Miami properties were at their hottest on Sept. 17, 1926, when an unexpected hurricane hit. As Mr. Knowlton writes, the headline the next day in the far-away Paris Herald Tribune read: “South Florida Wiped Out by Hurricane. Where Miami Beach Was Is Now a Sandy Waste.” Hyperbole that matched that of Doc Dammers, for sure, because the damage report was overblown, but the hurricane did cause such a real estate storm that prices in downtown Miami didn’t return to their 1926 heights until the 1950s.
Nature can cut two ways, of course. The disaster of Covid-19 helped fuel the past year’s South Florida real estate buying frenzy as Northeasterners (and others) confined indoors for safety fled to newly purchased Miami residences to ride out the pandemic in outdoor comfort.
On the other hand, some people fear that sea level rise will encroach within their lifetimes on South Florida, affecting the buying climate.
Other than nature’s climate, consider the political climate. Could decisions by Florida and Miami-Dade governments make this community even more attractive to new residents – or less attractive? The Berkshire Hathaway report shows 661 people moving to no-income-tax Florida every day while residents exit states with high taxes. What if Florida also got an income tax?
There’s absolutely no hint of that, but neither was there a hint of the 1926 hurricane. And Florida has an old saying: Nothing is safe when the Legislature is in session.

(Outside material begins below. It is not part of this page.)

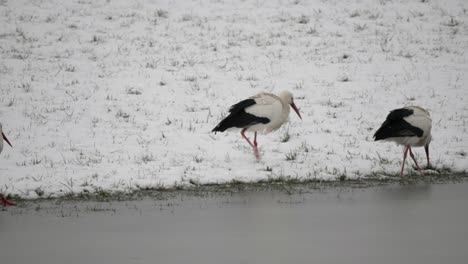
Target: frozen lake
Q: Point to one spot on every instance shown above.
(414, 223)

You know the long-term result of our land boom: Mr. Shuffield’s message is a good summary. Everything came up far rosier than those flowers Doc Dammers was hawking. Even during the pandemic, the construction crane still flies high.
It’s always well to remember the dictum of another sales group, the stock brokers: “Past performance is no guarantee of future results.” Still, for the past 100 years the trend line of Miami real estate has been on the up and up and up. Long term, I wouldn’t bet against it.